Marco police records clerk, code employee resign after lawsuit settlement talks stall
This is a six-month review of the most-read crime stories in Collier County on naplesnews.com from March 2019 to August 2019. Vonna Keomanyvong, email@example.com; 239-213-5380
Marco Island's police records clerk submitted her letter of resignation Friday after failing to reach a settlement agreement in her discrimination and retaliation lawsuit against the city.
Heather Comparini had accused the police department and former Police Chief Al Schettino of scapegoating her in the leak of information related to a battery investigation against former City Manager Lee Niblock, nearly leading to her termination last year.
The police department has also yet to close out the leak investigation, which it had previously cited as an active investigation as far back as February 2018.
"I have had the threat of my termination hanging over my head, depending on the results of the ongoing 'leak' investigation," Comparini wrote. "Most important, this allegation and continued investigation have very publicly called my character, honesty and integrity into question. Those values are ones that I am not willing to compromise under any circumstances."
James Deatherage, an assistant in the Code Enforcement Department who signed an affidavit corroborating Comparini's account, also tendered his resignation in solidarity.
Deatherage wrote he could not work "for an institution that has allowed employees to be openly treated in this fashion without any effort to rectify the situation."
His letter also contradicted the city's claims regarding the duration of its investigation for the false accusation that nearly ended Comparini's employment.

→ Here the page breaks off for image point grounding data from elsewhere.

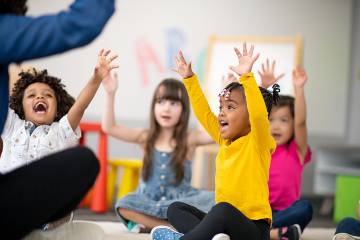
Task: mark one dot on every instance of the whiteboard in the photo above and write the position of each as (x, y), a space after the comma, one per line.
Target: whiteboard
(285, 50)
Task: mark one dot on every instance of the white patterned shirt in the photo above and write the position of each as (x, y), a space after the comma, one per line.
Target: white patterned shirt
(21, 148)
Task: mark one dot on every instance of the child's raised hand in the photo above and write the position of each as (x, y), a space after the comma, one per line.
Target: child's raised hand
(268, 74)
(183, 68)
(229, 78)
(246, 60)
(110, 83)
(104, 64)
(299, 77)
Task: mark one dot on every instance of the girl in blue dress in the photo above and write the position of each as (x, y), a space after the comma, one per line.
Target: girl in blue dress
(167, 147)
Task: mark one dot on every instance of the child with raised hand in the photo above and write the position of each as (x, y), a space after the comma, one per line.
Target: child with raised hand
(288, 126)
(43, 118)
(168, 148)
(242, 130)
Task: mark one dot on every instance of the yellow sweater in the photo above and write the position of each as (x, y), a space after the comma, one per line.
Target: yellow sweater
(242, 166)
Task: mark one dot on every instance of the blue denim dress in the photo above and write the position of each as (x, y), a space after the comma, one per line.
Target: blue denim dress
(154, 196)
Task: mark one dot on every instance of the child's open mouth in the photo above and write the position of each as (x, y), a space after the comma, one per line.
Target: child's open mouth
(166, 117)
(276, 135)
(223, 125)
(40, 108)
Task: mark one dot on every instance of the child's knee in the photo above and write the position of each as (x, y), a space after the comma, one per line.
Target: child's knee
(125, 213)
(307, 209)
(174, 208)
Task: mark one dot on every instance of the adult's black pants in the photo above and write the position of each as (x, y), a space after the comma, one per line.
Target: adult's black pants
(45, 190)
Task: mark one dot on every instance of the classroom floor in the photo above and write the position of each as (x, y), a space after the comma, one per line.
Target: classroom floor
(319, 221)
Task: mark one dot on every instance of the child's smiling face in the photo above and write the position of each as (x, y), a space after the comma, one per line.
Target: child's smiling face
(233, 117)
(39, 104)
(281, 124)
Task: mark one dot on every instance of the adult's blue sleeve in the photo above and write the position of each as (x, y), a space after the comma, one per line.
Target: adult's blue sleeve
(23, 38)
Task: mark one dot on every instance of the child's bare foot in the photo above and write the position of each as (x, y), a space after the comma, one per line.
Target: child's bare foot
(49, 226)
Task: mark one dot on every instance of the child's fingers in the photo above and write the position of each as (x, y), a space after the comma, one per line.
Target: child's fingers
(256, 57)
(238, 53)
(280, 76)
(113, 66)
(107, 52)
(232, 68)
(112, 58)
(244, 49)
(251, 50)
(273, 66)
(181, 56)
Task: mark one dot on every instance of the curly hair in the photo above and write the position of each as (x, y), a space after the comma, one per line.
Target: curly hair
(63, 99)
(270, 98)
(17, 7)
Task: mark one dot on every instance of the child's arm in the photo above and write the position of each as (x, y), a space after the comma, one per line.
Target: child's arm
(299, 80)
(258, 115)
(268, 75)
(101, 71)
(198, 101)
(199, 138)
(108, 123)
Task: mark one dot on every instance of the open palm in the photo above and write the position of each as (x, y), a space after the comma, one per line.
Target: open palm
(267, 75)
(182, 67)
(299, 77)
(246, 60)
(104, 64)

"For the past 20 months, I have witnessed a coworker be subjected to continued harassment and intimidation stemming from a false allegation of a breach of confidentiality by MIPD management," Deatherage wrote. "That employee was ultimately threatened with termination pending the outcome of an investigation that was only recently commenced. In addition, the false allegations against my coworker were publicly aired in direct violation of Marco Island Human Resources policies. Yet no one was ever held accountable for these actions."
The police department would not confirm whether the internal affairs investigation began after Schettino's departure and the hiring of City Manager Mike McNees.

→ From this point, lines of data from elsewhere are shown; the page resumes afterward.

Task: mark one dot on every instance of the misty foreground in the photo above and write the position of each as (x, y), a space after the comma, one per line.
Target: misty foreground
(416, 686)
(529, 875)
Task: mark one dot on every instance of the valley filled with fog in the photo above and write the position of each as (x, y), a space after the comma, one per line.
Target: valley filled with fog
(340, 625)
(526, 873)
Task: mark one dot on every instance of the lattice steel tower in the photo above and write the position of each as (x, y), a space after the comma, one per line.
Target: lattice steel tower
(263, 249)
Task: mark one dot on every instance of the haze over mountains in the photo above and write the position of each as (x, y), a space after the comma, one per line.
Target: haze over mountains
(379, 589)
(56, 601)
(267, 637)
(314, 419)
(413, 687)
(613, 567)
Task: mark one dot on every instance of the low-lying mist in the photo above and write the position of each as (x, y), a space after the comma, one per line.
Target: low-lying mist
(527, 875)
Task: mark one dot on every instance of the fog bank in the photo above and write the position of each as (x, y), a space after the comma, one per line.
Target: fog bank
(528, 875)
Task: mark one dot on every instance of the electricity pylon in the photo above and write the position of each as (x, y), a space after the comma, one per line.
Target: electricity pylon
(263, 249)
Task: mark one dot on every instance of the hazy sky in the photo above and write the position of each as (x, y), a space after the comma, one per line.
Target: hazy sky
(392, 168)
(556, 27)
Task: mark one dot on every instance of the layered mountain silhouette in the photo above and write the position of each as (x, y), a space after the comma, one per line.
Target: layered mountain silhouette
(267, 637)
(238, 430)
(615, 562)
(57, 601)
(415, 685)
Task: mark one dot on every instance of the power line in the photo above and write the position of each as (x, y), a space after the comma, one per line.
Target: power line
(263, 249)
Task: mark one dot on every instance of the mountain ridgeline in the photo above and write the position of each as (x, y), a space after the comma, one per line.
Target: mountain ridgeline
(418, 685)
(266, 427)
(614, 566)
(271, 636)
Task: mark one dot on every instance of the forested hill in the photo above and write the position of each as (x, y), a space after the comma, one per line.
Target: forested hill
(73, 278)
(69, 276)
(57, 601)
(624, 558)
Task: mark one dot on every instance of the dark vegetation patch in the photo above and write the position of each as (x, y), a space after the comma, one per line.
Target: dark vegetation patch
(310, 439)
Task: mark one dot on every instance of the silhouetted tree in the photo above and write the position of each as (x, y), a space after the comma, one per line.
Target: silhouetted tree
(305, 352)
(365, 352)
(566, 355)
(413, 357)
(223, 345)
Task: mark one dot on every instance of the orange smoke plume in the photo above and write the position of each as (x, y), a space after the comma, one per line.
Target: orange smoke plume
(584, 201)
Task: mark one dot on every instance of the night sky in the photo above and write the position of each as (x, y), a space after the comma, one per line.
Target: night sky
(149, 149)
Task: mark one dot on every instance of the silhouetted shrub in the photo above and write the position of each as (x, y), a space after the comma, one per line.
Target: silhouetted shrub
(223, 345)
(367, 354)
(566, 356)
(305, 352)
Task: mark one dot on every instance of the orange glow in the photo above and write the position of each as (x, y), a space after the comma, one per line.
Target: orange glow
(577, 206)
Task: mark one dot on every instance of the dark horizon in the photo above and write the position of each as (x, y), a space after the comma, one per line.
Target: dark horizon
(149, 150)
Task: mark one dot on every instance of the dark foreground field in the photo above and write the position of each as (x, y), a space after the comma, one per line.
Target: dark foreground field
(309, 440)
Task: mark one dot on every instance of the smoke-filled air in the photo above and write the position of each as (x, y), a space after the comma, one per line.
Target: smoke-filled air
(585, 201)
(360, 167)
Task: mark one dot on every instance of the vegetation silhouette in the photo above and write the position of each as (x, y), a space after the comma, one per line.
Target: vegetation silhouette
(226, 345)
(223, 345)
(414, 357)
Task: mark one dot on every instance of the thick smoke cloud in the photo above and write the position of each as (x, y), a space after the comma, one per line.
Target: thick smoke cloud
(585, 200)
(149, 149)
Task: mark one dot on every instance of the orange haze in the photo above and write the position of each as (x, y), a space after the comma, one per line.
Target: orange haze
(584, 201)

Capt. Dave Baer had wrote in an April 16 email to the "Naples Daily News" that he was advised the investigation was still active at that time.
The City Council held a special session Thursday afternoon to go into closed session to discuss a settlement and litigation strategy in the case before having to respond to the court Friday.
Comparini's legal counsel had initially asked the city for $30,000 before increasing the demand to $40,000 after the lawsuit was filed. She also requested the city publicly clear her name of wrongdoing.
The city made an offer of $10,000, which was rejected, before holding the closed-session.
Schettino had asserted Comparini was the person who disseminated information because she was seen reading a confidential document that was erroneously sent to a public printer. The document included information about Niblock's case, which found its way to City Councilor Larry Honig.
After Honig asked City Attorney Alan Gabriel about the information, Gabriel contacted Schettino, who notated his comments and his assertion that Comparini was the source of the leak.
Schettino later emailed the city’s labor attorney requesting termination paperwork be drawn up before Comparini was formally accused in a meeting attended by police command staff and Human Resources Manager Leslie Sanford.
In the meeting, Comparini said she denied the accusations but was met with greater push-back from Schettino, who continued to assert she was guilty.
To prove her innocence, Comparini uncovered a text message from then-Sgt. Neil Giansanti, which contained the information about Niblock investigation. Deatherage confirmed Comparini's account that Giansanti was also at the printer at the time the document was printed.
None of the police officers, all of whom were male, involved in the printing of the document or present at the time of the incident were subject to the same scrutiny.
Gabriel previously told the "Daily News" that he had never received the a copy of the text message in question from Honig.
Honig also previously denied ever receiving the message from Comparini.
Despite her innocence, Comparini wrote, actions taken by Schettino led to physical and mental ailments such as extreme stress, trouble sleeping, nightmares and dramatic weight loss.
This included deactivating her key card and having other employees train for her position.
Before Comparini filed the lawsuit, she filed a complaint with the Equal Employment Opportunity Commission that contained the same allegations. Although an investigator was unable to substantiate her claims, the decision was not an indication that no wrongdoing took place.
Included was an accusation of Schettino being "highly resistant to having women under his command." The department, which has historically had few women, went months under Schettino's command without a female officer after Karie Petit resigned.
Comparini cited the hiring of young men with little or no experience over a longtime female officer out of Indiana during one of the hiring rounds. The department had been operating with one female officer, Alejandra Moreno, before new Police Chief Tracy Frazzano was hired.